Евграф Федоров - страница 4
Через семь лет после воцарения император провел важные упрощения в мундире; кивер заменил каской, пуговицы крючками. Дозволялось носить рукавицы, наушники, башлыки; офицерам — барашковую шапку с гербом; и вместе с тем — усы и бороду, кто пожелает; к мундирной реформе они, впрочем, отношения не имели. Туркестанской армии, кроме того, разрешалось в знойную пору на фуражки натягивать белые чехлы.

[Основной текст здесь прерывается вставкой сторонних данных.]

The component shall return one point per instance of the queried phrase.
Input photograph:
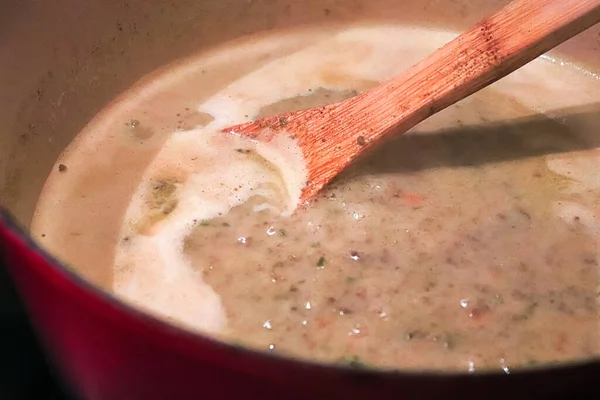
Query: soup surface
(470, 243)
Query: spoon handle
(495, 47)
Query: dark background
(24, 373)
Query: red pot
(51, 55)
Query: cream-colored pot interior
(61, 62)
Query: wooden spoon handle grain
(495, 47)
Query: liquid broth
(470, 243)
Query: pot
(61, 62)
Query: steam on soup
(470, 243)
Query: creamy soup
(470, 243)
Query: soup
(470, 243)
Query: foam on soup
(470, 243)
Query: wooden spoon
(331, 136)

Степан Иванович помнил и худшие времена, но тогда он был молод и кивер, и ботфорты стерпливал без жалоб. А теперь, возвращаясь ввечеру с полевых учений, кряхтя, из шарабана вылезал, левую ногу поставив на шаткую, из тонкой жести, свежевыкрашенную подножку, а правую опуская — так что на земле оказывался спиною к лошади; входил в сени, садился на низкую табуретку и смахивал с головы фуражку в чехле. Денщик Павел припадал на колено, напряженно вытянутыми пальцами одной руки поднимал, как блюдце, хозяйский каблук, большим и указательным пальцами другой вцеплялся в рант носка — лакейски-брезгливо стаскивал сапог под облегченные стоны Степана Ивановича. Вбегали мальчики. Они не смели обнять отца. «Ну что, шалили?» — или что-нибудь другое пустое спрашивал он, расстегивая и снимая китель, полотняную рубаху (тоже дозволенная обновка).

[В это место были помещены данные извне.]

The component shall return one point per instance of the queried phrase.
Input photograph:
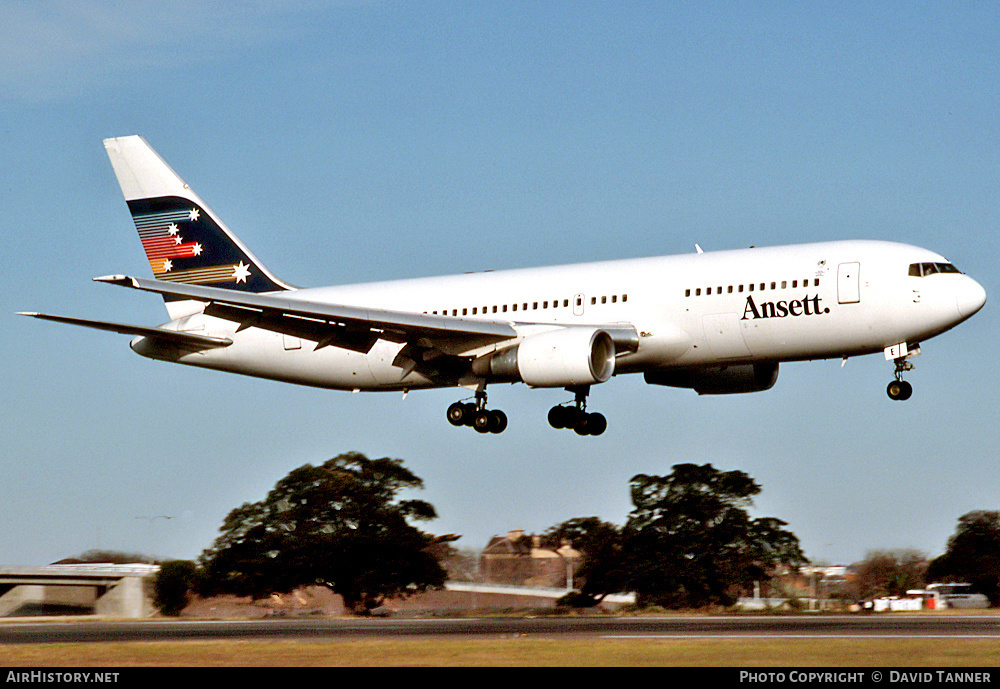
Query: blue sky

«Господа, подите в дом», — прогонял детей Пашка и наливал в медный таз подогретой воды. Степан Иванович долго плескался и вытирался, затем уходил к себе в кабинет причесываться. Паша нес туда халат и войлочные шарканцы. После умывания полуголый череп уже не казался таким беспомощно-белесым и входил в сочетание с приглаженными усами. Убедившись в этом, Степан Иванович шел в гостиную, где ждала его, выпрямившись, Юлия Герасимовна.
Оренбург ставился не с одной освоительной целью, а еще и как лошадное торжище, зимой и летом открытая лошадная ярмарка. Россия свистнула приглашающе в степь, в равнину, в пустыню, в сказочную даль, куда пока еще только всматривалась задумчивым взглядом — гоните, мол, лошадь нужна; коноводы, гоните калмыцких, битюцких, казанских, гоните чубатых с китайских границ, сильных в артиллерийской упряжи, и арабских серых для украшения графских выездов. И погнали! Гудели башкирские плетки, трясся в седле обидчивый хивинец в рваном халате, качались в пыли туркменские папахи…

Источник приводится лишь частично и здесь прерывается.